Pensa che la persistenza del Covid possa cambiare le cose e imprimere uno stop ai traffici?
Non credo a un fermo dei traffici, ma urge un cambio di rotta: le capacità produttive sono rimaste intatte e pronte alla ripresa, ma ciò non basta. Urge piuttosto valutare cosa accadrà sul versante dei consumatori e dei vari mercati del mondo. Il mantenimento dei redditi da destinare ai consumi è legato sia alla evoluzione dei livelli occupazionali, che alla componente psicologica che vede la spesa crescere rispetto alle cose essenziali per vivere (è il caso delle nostre esportazioni di agroalimentare) e decrescere rispetto a beni non considerati di primaria necessità (per esempio, le produzioni del tessile). Questo ci fa comprendere quanto le economie del mondo siano oggi assolutamente interconnesse e condizionate dal rapporto fra produttori e consumatori, che non si esaurisce all’interno di un singolo Stato, ma identifica la dimensione vera della globalizzazione».

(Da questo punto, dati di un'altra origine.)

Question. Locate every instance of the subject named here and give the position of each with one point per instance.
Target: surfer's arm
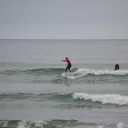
(63, 60)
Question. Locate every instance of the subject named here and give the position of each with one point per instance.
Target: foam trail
(101, 72)
(103, 98)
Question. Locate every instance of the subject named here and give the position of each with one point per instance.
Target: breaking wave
(103, 98)
(115, 99)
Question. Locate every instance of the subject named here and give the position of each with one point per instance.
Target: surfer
(117, 67)
(68, 65)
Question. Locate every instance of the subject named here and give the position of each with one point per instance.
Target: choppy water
(35, 91)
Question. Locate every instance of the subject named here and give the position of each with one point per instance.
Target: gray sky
(64, 19)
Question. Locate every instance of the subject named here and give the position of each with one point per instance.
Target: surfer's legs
(68, 67)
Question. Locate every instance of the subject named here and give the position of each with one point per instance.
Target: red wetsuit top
(68, 61)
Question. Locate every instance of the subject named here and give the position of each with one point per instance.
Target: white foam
(122, 125)
(101, 72)
(103, 98)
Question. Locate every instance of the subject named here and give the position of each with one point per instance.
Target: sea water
(34, 92)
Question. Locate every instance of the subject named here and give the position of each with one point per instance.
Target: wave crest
(103, 98)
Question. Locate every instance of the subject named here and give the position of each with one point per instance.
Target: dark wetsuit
(68, 66)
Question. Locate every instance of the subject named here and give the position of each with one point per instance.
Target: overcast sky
(63, 19)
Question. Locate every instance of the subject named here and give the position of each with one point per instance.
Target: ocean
(35, 92)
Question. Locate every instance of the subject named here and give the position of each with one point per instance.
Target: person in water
(68, 65)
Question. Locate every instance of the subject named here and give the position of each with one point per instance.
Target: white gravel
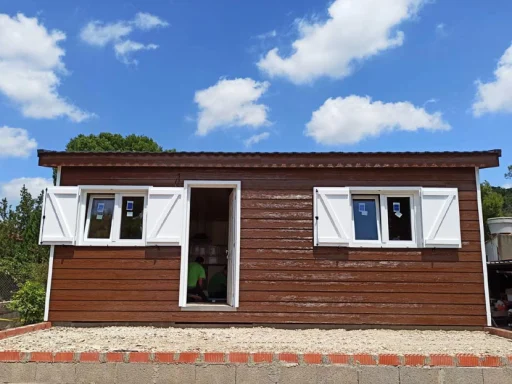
(258, 340)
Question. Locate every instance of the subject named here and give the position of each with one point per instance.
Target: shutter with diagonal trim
(60, 208)
(440, 217)
(164, 216)
(332, 217)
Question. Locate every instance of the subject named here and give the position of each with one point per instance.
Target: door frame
(188, 185)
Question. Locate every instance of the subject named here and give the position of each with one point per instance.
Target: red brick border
(192, 357)
(25, 329)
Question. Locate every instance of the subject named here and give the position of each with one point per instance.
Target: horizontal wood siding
(284, 279)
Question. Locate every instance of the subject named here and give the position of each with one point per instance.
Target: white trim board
(482, 248)
(50, 260)
(188, 184)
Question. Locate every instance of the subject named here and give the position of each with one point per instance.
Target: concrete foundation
(142, 373)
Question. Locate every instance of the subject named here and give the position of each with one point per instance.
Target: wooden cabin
(345, 239)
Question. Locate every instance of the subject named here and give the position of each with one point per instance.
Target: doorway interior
(210, 249)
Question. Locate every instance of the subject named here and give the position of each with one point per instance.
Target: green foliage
(21, 257)
(112, 142)
(105, 142)
(29, 302)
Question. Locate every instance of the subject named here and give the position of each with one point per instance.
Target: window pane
(365, 219)
(399, 218)
(131, 219)
(100, 222)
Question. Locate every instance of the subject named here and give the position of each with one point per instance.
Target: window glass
(365, 218)
(399, 218)
(132, 211)
(100, 220)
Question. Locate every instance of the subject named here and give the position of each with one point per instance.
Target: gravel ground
(258, 340)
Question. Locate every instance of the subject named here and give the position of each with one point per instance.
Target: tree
(112, 142)
(492, 204)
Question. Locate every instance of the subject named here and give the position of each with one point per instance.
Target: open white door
(232, 288)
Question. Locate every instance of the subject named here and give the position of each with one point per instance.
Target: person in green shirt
(196, 278)
(218, 285)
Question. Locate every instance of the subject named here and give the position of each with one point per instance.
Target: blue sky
(311, 75)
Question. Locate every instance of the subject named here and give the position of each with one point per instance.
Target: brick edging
(499, 332)
(25, 329)
(194, 357)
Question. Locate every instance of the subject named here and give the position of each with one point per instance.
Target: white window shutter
(164, 216)
(60, 208)
(332, 216)
(440, 217)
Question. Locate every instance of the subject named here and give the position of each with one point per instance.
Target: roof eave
(480, 159)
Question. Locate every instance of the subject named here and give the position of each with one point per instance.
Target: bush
(29, 302)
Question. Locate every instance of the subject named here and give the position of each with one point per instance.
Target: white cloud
(441, 30)
(231, 103)
(100, 34)
(126, 48)
(31, 67)
(496, 96)
(11, 189)
(351, 119)
(267, 35)
(355, 30)
(15, 142)
(146, 21)
(255, 139)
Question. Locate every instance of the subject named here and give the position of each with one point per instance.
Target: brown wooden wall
(283, 278)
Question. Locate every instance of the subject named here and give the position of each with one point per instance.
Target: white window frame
(188, 185)
(377, 210)
(381, 194)
(119, 192)
(89, 198)
(414, 203)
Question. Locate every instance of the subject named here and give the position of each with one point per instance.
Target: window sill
(111, 244)
(206, 307)
(385, 245)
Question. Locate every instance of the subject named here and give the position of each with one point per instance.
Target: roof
(481, 159)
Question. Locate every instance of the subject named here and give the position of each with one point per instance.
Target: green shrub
(29, 302)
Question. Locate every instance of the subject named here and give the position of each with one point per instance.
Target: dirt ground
(258, 340)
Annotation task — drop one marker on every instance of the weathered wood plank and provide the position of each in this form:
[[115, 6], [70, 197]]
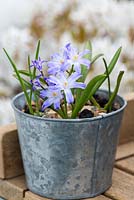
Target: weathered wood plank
[[125, 150], [10, 156], [126, 165], [13, 189], [127, 128], [122, 186], [30, 196]]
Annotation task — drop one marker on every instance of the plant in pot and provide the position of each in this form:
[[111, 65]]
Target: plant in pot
[[68, 130]]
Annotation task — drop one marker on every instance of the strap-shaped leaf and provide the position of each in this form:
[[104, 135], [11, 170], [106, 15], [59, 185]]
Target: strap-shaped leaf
[[113, 95], [96, 58], [87, 94], [21, 82], [24, 72], [110, 66], [36, 57]]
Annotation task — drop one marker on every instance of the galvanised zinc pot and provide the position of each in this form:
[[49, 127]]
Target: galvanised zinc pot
[[68, 158]]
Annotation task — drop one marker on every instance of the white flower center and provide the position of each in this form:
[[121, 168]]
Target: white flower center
[[54, 94], [65, 84], [75, 57]]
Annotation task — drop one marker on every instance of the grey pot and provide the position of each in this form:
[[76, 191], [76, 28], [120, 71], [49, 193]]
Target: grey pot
[[68, 158]]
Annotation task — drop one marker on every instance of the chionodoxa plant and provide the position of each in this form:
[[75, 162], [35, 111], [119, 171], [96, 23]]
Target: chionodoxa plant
[[58, 84]]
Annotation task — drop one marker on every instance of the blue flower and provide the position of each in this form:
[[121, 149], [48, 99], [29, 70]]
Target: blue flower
[[53, 96], [38, 64], [65, 84], [58, 63], [36, 83], [75, 58]]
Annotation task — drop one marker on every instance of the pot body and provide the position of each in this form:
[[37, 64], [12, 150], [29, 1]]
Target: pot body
[[68, 159]]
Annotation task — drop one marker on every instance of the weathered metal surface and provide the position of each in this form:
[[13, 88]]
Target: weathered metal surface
[[68, 159]]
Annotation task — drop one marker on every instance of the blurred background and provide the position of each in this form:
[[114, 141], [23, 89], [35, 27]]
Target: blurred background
[[109, 24]]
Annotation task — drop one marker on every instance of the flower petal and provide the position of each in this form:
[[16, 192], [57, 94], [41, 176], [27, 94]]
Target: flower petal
[[69, 96], [46, 104], [85, 62], [85, 52]]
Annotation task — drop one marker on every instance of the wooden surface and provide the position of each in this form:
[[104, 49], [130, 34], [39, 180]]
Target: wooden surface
[[125, 150], [10, 156], [122, 184], [127, 128], [13, 189]]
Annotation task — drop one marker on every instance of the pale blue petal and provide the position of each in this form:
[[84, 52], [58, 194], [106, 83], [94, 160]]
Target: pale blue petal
[[43, 93], [57, 105], [46, 104], [85, 52], [69, 96], [85, 62], [79, 85], [77, 67], [75, 76]]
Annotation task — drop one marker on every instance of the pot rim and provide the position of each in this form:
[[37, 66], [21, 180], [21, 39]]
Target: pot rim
[[68, 120]]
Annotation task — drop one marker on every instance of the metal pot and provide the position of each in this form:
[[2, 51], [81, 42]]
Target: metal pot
[[68, 158]]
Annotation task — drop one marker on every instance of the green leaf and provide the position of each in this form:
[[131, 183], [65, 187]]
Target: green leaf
[[110, 66], [87, 94], [36, 57], [108, 77], [109, 104], [37, 50], [24, 72], [21, 82], [88, 46]]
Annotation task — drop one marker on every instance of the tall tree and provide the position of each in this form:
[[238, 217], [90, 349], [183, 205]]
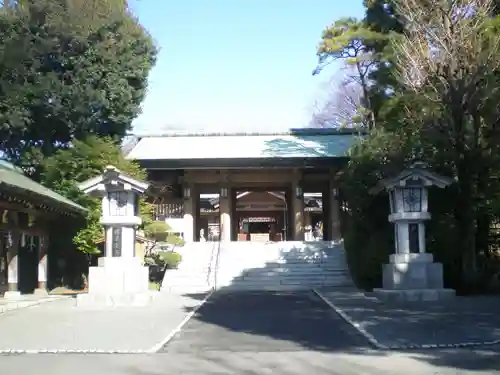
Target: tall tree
[[64, 75], [349, 40]]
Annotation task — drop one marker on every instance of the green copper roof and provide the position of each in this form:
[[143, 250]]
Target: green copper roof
[[13, 178], [300, 143]]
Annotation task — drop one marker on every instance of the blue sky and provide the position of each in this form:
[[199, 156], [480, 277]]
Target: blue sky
[[236, 65]]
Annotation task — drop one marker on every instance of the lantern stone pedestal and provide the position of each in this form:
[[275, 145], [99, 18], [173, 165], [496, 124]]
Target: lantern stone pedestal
[[412, 275], [119, 279]]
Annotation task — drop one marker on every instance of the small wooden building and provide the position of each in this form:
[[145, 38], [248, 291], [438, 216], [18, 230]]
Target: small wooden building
[[28, 211]]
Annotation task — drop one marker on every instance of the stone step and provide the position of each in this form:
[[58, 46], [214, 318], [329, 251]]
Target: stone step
[[291, 279], [298, 270]]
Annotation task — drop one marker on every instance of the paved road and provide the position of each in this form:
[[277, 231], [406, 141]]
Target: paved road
[[266, 322], [263, 333]]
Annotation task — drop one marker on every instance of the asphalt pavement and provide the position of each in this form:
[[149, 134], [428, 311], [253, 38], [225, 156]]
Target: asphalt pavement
[[266, 322], [263, 333]]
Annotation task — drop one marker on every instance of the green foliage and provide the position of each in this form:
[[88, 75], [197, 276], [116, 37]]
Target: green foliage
[[450, 120], [66, 73], [86, 159], [171, 259], [168, 259]]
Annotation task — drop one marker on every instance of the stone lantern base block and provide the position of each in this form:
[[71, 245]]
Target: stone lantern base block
[[117, 281], [412, 271], [412, 278], [414, 295]]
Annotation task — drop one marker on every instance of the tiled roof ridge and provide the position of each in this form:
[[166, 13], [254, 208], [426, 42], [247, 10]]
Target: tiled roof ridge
[[291, 132]]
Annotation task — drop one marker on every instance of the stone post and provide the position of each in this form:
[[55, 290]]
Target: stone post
[[334, 211], [189, 208], [13, 264], [42, 265], [225, 215]]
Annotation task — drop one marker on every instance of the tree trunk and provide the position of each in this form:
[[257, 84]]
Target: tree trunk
[[465, 215]]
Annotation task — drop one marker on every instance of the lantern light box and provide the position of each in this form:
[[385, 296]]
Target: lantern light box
[[411, 274]]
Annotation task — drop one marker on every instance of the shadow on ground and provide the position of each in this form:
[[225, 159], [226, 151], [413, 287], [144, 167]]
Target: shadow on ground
[[284, 321]]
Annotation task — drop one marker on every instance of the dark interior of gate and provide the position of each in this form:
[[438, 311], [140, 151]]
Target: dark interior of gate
[[257, 211]]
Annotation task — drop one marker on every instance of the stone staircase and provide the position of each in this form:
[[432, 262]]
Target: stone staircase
[[236, 266], [281, 266], [195, 270]]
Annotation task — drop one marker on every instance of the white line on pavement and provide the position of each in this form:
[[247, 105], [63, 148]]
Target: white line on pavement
[[171, 335], [348, 319]]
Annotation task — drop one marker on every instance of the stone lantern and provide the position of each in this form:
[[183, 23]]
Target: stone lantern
[[412, 274], [120, 279]]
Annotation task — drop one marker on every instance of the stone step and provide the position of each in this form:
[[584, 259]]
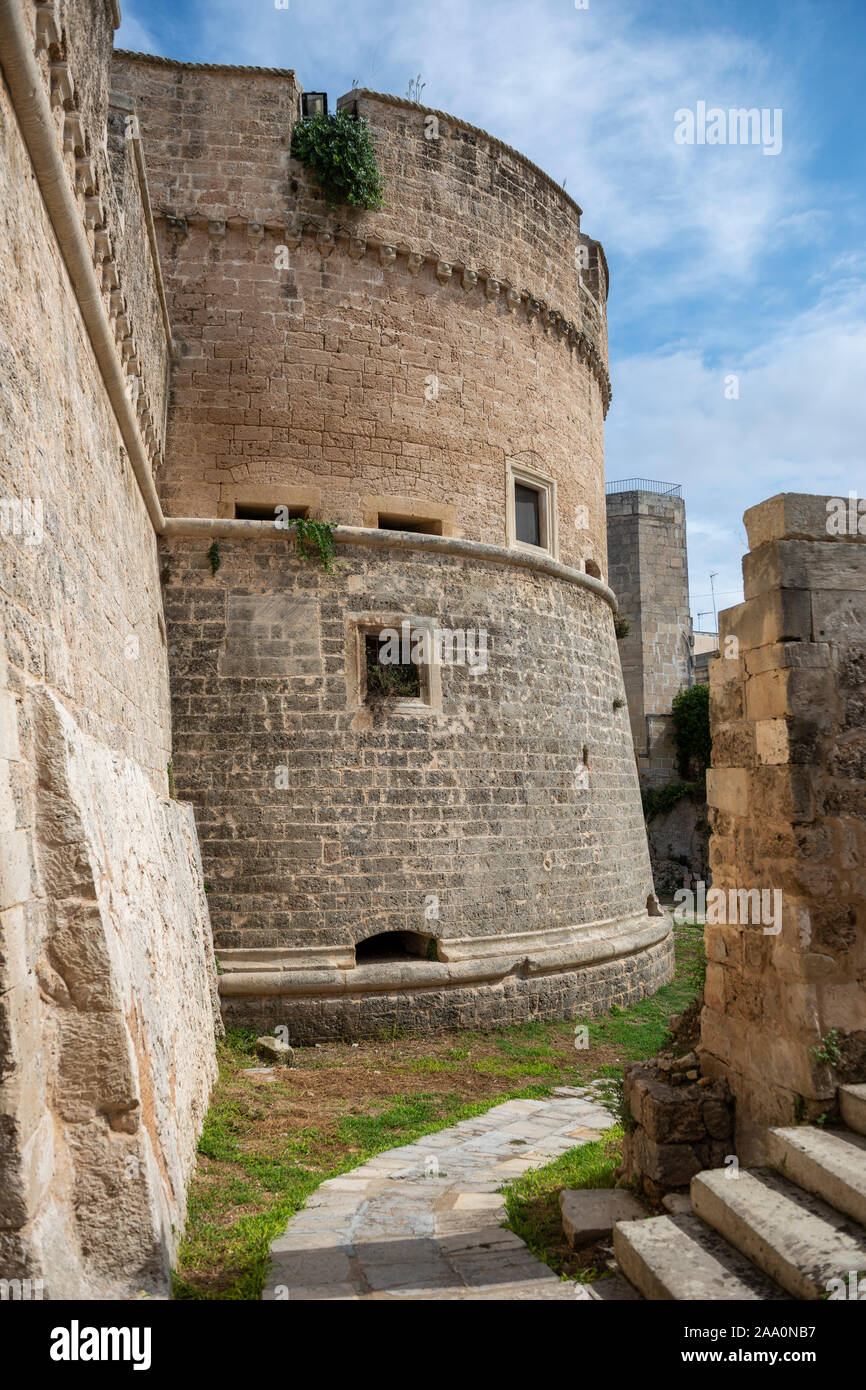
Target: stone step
[[797, 1239], [831, 1164], [852, 1101], [680, 1258], [615, 1289]]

La logistica che ruolo ha nello sviluppo della portualità campana?
«La logistica assume sempre più un ruolo fondamentale, evolvendo dal vecchio teorema del just in time a quello che io chiamo il winning time. La capacità cioè di vincere la sfida competitiva tra produttori nell’intercettare nel momento giusto il consumatore nel mondo, che offra il più alto valore aggiunto. La Campania, da questo punto di vista, ha una lunga tradizione di internazionalizzazione delle proprie produzioni. È quindi corretto affermare che il ruolo della logistica sia assolutamente centrale non solo rispetto allo sviluppo industriale, integrando siti di produzione con aree di consumo geograficamente molto distanti, ma anche rispetto allo sviluppo della portualità, che è il principalepunto di connessione con il mondo. Nel nostro Paese c’è ancora da intervenire per migliorare la connettività tra i porti e le aree interne».

Lei ha ottimi rapporti commerciali con la Cina: che ne pensa della notizia sulla schedatura, per conto di Pechino, di nomi di persone che lavorano per i porti italiani di Trieste, Genova e Civitavecchia? Esiste il pericolo di una colonizzazione da parte del gigante giallo con ripercussioni sui traffici?
«Non servono commenti: la schedatura di persone, ovunque esse siano, è un fatto assolutamente esecrabile. Ma al di là di questo, è necessario comprendere le dinamiche degli investimenti cinesi nelle infrastrutture. La Cina è probabilmente oggi l’unico grande Paese che riesce a pianificare, elaborare e realizzare una complessiva e organica visione strategica di lungo periodo. È un immenso Paese manifatturiero che punta a intercettare nel modo più efficace possibile i consumatori nel mondo con capacità di spesa. La Cina cerca investimenti diretti nelle infrastrutture, così da contare su una gestione più competitiva della distribuzione delle proprie merci, conquistare mercati ad alto valore aggiunto, dove affermare prodotti con marchio cinese, anche di qualità. Credo sia quindi riduttivo parlare di colonizzazione e ripercussione sui traffici. Dovremo invece essere pronti a confrontarci con modelli nuovi, mettendo in atto politiche e strategie atte a rilanciare il sistema-Italia, sempre più proiettato verso l’ internazionalizzazione».